0

I am trying to run a very simple spark job that will Extract some data from my Azure Data Lake and print it on screen using the spark-on-k8s operator. For that I have built an image using a Dockerfile that looks like this:

FROM gcr.io/spark-operator/spark-py:v3.1.1

USER root:root

RUN mkdir -p /app
WORKDIR /app

COPY jars/ /opt/spark/jars
COPY simple-etl-job.py /app
WORKDIR /app

USER 1001

And when I launch it as a job on Kubernetes it returns me an error saying:

py4j.protocol.Py4JJavaError: An error occurred while calling o56.load.
: java.io.IOException: No FileSystem for scheme: abfss

The strange thing is, I am copying to the /opt/spark/jars directory the same jars used for a local spark-submit job that does the same as my K8s code and runs successfully. Those jars are:

  • hadoop-azure-3.2.0.jar
  • wildfly-openssl-1.0.4.Final.jar
  • hadoop-azure-datalake-3.2.0.jar

What else could I possibly be doing wrong?

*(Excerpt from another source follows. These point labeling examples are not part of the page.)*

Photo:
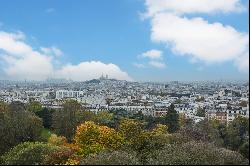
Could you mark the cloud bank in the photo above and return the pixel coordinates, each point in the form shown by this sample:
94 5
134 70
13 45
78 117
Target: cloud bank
21 61
195 37
155 58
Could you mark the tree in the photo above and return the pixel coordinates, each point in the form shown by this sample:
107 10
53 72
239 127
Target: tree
195 153
92 138
18 125
111 158
130 129
237 133
244 149
34 106
104 118
46 115
65 121
172 119
182 120
31 153
211 130
201 112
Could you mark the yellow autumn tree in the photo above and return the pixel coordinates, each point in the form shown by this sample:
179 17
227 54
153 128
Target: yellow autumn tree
92 138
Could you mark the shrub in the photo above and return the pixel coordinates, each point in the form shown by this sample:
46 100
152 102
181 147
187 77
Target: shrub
195 153
29 153
111 158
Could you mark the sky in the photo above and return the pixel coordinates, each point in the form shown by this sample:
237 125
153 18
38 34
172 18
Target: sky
134 40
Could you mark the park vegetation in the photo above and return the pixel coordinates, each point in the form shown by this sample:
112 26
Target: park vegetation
34 135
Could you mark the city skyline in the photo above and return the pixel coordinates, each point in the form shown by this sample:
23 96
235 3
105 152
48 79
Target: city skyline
134 40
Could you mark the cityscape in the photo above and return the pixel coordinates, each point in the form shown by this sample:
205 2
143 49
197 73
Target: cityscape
221 100
124 82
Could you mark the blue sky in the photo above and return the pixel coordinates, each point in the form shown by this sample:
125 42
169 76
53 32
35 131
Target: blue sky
113 32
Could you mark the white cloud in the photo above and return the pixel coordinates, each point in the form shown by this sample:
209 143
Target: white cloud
196 37
152 54
21 61
49 10
90 70
157 64
139 65
52 51
192 6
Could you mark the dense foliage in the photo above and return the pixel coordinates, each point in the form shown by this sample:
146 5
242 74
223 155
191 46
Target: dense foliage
18 125
77 136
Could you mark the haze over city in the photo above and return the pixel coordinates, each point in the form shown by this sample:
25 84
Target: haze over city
133 40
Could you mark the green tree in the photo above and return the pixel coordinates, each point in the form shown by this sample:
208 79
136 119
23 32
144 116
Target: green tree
111 158
237 133
46 115
18 125
65 121
201 112
34 106
172 119
30 153
195 153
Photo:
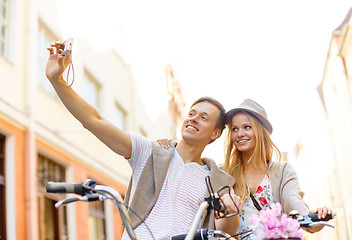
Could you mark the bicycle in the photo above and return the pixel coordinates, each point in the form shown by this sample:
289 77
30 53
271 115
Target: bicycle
89 191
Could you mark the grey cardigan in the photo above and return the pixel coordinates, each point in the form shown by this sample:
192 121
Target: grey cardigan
285 187
152 179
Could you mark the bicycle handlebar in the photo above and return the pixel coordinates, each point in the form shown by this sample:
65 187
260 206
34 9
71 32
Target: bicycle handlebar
307 221
79 188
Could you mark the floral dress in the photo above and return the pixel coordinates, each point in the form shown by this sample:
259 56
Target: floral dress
264 197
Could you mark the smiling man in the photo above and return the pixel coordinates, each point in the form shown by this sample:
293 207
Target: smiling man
167 185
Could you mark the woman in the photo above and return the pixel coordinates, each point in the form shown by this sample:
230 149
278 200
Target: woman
249 158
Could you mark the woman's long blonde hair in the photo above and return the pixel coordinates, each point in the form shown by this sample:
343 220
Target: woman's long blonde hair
260 158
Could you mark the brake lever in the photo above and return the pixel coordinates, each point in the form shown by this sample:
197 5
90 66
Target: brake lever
311 220
87 198
321 223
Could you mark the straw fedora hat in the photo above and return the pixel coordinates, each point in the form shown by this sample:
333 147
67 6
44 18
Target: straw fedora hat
253 108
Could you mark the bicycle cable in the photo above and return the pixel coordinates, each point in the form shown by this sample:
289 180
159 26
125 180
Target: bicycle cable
135 212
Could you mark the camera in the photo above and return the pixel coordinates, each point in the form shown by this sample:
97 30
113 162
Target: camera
67 47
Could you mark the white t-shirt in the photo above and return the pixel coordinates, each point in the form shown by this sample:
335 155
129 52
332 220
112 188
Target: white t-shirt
182 192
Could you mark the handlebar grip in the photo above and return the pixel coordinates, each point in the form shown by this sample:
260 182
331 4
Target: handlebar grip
314 217
197 236
78 188
59 187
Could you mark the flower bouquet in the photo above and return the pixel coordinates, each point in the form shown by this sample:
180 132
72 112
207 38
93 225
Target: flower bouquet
271 224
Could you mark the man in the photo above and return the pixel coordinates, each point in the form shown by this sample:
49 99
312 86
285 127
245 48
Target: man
167 185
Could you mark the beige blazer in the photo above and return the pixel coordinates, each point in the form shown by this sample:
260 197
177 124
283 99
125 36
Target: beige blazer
285 187
152 179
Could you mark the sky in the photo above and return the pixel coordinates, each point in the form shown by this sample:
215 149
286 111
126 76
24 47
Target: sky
271 51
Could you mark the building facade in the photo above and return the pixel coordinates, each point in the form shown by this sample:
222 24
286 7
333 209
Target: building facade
40 141
336 95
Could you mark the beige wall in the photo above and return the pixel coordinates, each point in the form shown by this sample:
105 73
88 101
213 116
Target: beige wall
336 92
36 122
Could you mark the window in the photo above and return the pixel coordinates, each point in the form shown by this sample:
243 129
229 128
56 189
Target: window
2 189
120 117
3 26
96 221
52 221
44 40
91 90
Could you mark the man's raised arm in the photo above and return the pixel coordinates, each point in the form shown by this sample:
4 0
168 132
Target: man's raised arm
113 137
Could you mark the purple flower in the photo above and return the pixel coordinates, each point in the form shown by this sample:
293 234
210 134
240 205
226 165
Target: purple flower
271 224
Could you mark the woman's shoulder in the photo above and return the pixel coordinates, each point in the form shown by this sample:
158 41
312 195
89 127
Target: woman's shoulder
280 166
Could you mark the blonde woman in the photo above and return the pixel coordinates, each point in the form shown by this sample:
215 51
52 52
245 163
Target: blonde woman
249 158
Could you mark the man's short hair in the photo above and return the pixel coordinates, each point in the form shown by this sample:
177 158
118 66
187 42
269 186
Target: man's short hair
220 123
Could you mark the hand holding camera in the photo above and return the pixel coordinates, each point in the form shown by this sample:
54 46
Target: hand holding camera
67 47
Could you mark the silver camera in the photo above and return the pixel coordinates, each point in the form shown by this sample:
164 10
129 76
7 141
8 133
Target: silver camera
67 47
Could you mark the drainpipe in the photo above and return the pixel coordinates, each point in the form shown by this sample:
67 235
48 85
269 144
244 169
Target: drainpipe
29 63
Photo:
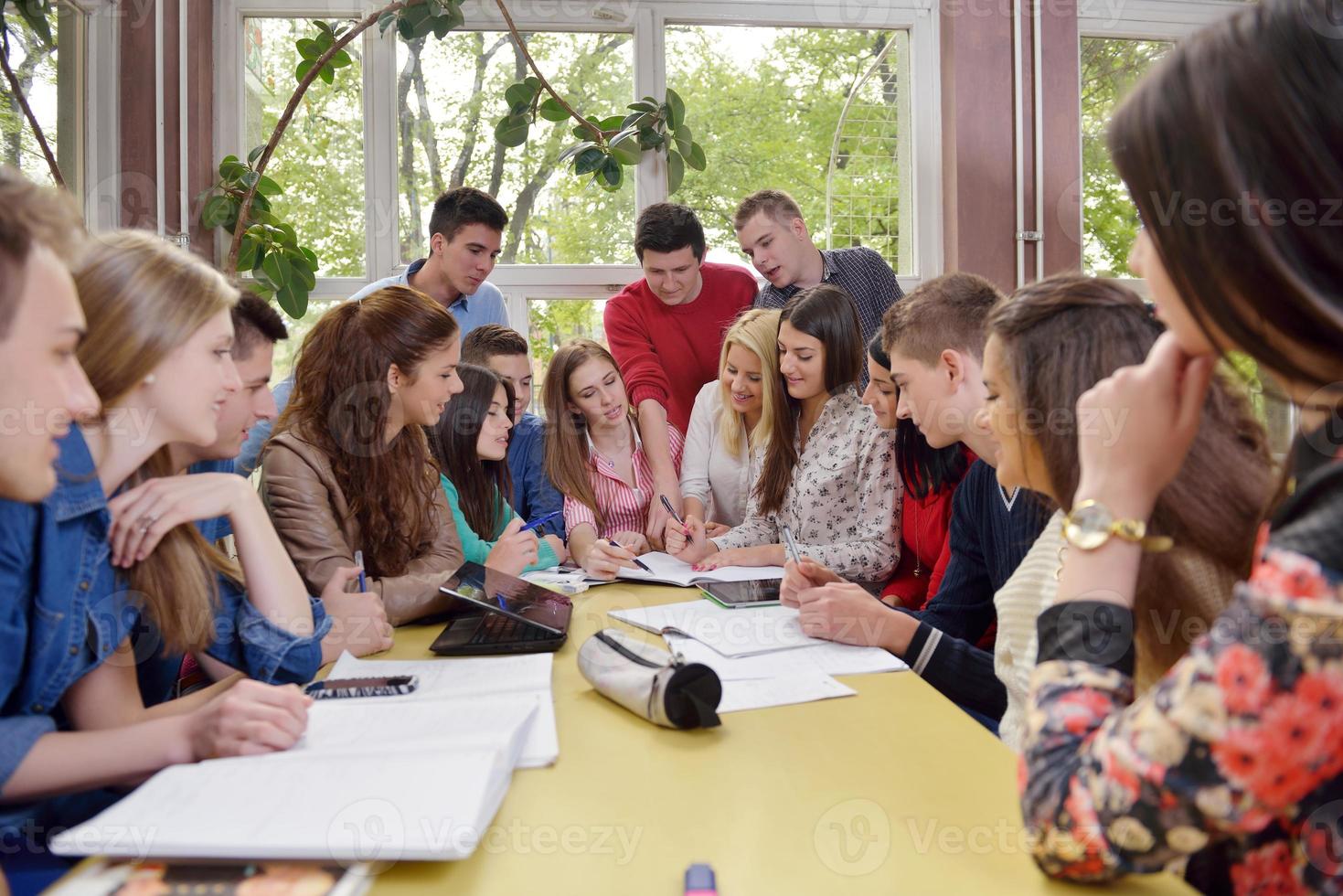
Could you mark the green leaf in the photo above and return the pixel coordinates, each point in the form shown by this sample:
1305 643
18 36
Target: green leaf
512 131
676 171
215 212
573 151
231 169
589 160
520 94
552 111
612 174
696 159
626 151
676 106
684 140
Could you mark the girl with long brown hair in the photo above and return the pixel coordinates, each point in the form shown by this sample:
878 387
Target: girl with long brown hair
1233 762
829 470
349 469
594 455
80 571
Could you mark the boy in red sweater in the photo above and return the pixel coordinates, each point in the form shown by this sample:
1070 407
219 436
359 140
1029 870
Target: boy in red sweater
665 331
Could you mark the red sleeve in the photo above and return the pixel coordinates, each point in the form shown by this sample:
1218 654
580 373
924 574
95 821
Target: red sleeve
632 346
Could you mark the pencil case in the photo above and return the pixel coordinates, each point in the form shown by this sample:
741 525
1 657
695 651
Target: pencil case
652 683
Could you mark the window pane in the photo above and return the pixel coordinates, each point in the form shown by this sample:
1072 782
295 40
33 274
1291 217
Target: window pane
320 162
1110 68
450 96
770 102
555 321
35 65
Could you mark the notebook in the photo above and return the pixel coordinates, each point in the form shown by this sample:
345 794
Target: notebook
349 792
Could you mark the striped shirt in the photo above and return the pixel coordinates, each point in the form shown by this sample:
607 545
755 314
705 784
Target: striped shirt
624 507
862 272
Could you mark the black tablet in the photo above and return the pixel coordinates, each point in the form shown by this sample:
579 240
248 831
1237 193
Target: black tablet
762 592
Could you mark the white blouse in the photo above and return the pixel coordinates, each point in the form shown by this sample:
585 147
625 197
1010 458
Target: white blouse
720 480
1019 602
844 501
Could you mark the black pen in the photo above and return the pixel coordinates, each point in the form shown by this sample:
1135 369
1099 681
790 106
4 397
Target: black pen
676 516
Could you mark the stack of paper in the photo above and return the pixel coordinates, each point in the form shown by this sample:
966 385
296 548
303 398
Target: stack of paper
761 653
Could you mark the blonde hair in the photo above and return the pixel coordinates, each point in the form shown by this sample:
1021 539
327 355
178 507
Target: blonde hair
756 329
144 298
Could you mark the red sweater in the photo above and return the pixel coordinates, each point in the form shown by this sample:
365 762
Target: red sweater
924 544
669 352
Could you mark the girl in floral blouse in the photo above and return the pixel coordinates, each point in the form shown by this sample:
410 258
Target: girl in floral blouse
829 469
1233 762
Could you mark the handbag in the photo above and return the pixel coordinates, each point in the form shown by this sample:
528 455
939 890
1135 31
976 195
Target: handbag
652 683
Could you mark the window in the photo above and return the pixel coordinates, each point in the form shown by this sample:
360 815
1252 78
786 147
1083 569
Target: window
1110 69
773 102
450 94
320 160
48 74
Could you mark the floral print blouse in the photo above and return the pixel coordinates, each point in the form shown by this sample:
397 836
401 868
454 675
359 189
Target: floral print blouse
1231 764
844 501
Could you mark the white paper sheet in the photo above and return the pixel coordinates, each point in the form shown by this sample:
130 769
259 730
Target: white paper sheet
472 677
733 633
758 693
826 657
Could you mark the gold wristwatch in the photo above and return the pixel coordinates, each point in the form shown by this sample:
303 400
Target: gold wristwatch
1091 524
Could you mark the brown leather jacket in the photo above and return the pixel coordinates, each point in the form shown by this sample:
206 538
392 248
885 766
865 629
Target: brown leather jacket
312 516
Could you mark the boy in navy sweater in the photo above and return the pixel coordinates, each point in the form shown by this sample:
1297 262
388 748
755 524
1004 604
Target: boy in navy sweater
936 344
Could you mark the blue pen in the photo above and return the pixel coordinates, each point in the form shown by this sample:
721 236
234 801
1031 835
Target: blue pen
540 521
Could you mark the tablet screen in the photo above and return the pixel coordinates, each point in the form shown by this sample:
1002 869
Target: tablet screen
743 594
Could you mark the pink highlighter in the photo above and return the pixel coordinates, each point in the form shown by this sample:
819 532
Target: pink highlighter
700 881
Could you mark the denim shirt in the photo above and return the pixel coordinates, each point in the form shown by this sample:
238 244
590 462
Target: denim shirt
65 609
245 638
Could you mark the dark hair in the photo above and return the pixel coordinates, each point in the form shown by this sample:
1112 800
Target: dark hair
255 320
944 312
464 206
924 469
340 404
490 340
666 228
1245 119
483 486
826 314
31 215
1061 336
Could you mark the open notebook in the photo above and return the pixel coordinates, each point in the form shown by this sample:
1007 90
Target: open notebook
667 570
368 782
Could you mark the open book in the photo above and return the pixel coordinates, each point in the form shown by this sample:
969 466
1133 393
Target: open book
368 782
667 570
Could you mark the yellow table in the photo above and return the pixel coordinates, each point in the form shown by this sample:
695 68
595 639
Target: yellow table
890 792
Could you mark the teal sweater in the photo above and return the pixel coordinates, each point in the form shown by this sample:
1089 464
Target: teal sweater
474 549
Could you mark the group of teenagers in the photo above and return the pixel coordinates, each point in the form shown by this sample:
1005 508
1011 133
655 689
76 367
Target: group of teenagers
1054 506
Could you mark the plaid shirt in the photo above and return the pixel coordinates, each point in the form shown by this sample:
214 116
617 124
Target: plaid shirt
862 272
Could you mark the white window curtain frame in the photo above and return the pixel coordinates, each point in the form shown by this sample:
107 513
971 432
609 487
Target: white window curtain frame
646 22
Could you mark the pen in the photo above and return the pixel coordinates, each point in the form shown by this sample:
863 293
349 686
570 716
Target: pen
540 521
790 546
675 516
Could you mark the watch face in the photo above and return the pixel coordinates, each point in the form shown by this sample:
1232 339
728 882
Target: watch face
1088 526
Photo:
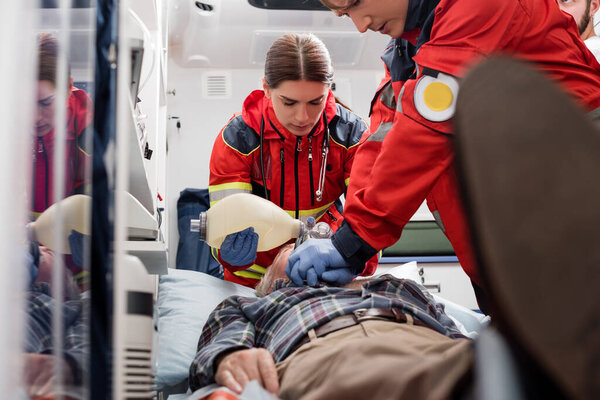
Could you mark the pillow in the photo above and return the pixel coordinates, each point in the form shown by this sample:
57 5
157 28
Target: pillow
185 299
468 321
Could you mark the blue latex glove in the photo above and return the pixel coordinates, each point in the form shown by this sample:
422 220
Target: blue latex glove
76 241
240 248
31 268
318 259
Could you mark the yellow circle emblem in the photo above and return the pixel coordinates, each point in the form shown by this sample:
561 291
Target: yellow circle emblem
438 96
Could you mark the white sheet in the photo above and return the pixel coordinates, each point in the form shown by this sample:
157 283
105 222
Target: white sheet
186 298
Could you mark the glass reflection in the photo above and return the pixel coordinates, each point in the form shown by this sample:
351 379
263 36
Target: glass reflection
56 300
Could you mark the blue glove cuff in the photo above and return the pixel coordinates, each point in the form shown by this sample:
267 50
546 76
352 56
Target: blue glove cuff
352 247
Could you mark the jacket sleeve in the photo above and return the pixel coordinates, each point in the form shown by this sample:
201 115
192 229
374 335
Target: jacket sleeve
226 329
230 173
413 155
82 124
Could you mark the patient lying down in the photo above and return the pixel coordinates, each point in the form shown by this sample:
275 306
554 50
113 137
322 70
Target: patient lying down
379 339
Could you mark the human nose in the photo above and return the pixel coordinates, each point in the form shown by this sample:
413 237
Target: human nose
361 23
302 113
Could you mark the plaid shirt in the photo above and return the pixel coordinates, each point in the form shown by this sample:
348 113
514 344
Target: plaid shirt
277 322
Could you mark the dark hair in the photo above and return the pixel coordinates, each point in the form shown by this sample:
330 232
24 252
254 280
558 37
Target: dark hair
48 58
48 54
295 57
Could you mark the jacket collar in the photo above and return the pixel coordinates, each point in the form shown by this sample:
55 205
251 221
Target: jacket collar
257 106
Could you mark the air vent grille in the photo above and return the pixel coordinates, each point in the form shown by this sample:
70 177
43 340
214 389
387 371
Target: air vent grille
203 6
138 377
216 85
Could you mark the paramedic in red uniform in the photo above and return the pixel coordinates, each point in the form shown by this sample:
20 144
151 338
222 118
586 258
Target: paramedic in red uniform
416 161
291 144
78 119
76 159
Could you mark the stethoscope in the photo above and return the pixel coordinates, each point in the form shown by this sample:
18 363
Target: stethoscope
324 153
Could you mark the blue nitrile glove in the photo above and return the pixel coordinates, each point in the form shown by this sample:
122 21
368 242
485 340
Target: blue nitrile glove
31 268
76 241
240 248
318 259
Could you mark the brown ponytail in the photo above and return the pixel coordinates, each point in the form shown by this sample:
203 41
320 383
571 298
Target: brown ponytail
295 57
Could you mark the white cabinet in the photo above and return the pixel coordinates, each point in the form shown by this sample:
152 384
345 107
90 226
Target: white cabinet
141 131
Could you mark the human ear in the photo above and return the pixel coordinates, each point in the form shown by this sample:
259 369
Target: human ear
266 89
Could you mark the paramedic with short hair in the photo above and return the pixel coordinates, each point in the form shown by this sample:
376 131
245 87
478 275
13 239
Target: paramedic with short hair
291 144
416 161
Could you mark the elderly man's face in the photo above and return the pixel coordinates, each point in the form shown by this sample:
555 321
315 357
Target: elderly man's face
385 16
275 271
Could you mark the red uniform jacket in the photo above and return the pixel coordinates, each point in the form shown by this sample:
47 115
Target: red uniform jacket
79 117
291 167
416 161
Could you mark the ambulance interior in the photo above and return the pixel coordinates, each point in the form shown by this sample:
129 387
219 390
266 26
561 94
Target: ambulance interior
168 74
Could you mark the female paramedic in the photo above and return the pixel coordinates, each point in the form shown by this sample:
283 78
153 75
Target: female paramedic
291 144
76 159
78 118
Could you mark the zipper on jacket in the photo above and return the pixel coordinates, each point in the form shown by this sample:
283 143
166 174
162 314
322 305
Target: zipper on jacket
45 171
282 186
297 153
331 216
312 185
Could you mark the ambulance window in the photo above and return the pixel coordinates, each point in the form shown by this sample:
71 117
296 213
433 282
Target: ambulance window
288 4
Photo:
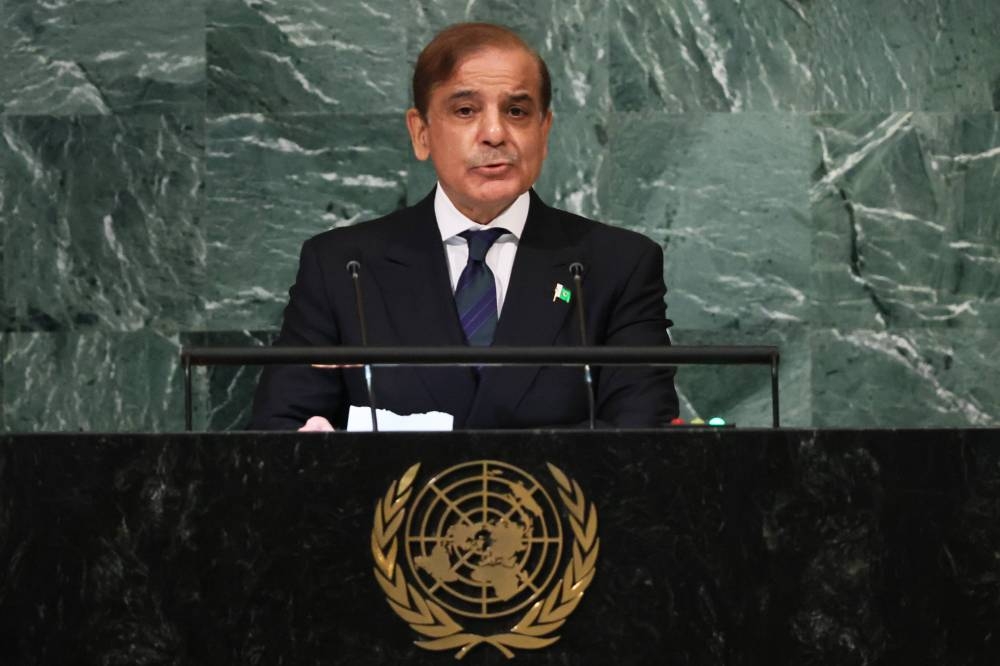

P.S.: Here is my spark CRD:

apiVersion: "sparkoperator.k8s.io/v1beta2"
kind: SparkApplication
metadata:
  name: simple-spark-etl-job
  namespace: spark-operator
spec:
  type: Python
  mode: cluster
  image: "<my-org>/<my-image>:<my-tag>"
  imagePullPolicy: Always
  mainApplicationFile: "local:///app/simple-etl-job.py"
  sparkVersion: "3.1.1"
  restartPolicy:
    type: OnFailure
    onFailureRetries: 3
    onFailureRetryInterval: 10
    onSubmissionFailureRetries: 5
    onSubmissionFailureRetryInterval: 20
  driver:
    cores: 1
    coreLimit: "1200m"
    memory: "512m"
    labels:
      version: 3.1.1
    serviceAccount: default
  executor:
    cores: 1
    instances: 2
    memory: "512m"
    labels:
      version: 3.1.1
  • Hello @Murilo Mendonça , Please were you able to figure this out!!? optimizing same architecture as yours and I am suck on this particular error message, what step did you take to figure this out? thanks – Sillians Mar 25 '22 at 15:43
  • Hi @Sillians, no I could not and since my team de-prioritized this demand, I did not continue working on a solution. If you figure it out, let me know! – Murilo Mendonça Apr 01 '22 at 13:49
  • 1
    Hello @Murilo Mendonça , thanks for the feedback. Yes, I did. Had to use a different spark-operator image, here is the image: [spark-py:v3.1.1-hadoop3](https://gcr.io/spark-operator/spark-py@sha256:bf2fcd77f2b24bbd812c7a2d3635b6f1d3691d9da53996e1d615a9fbd572b314) , and add the necessary jar files that would help establish connection to Azure Storage Gen2, from maven repository. – Sillians Apr 02 '22 at 20:08

1 Answers1

0

The issue here maybe occuring due openssl installed versions being not compatible with wildfly-openssl-*.jar in new machine or environment or when adding the hadoop-azure package in the Docker image .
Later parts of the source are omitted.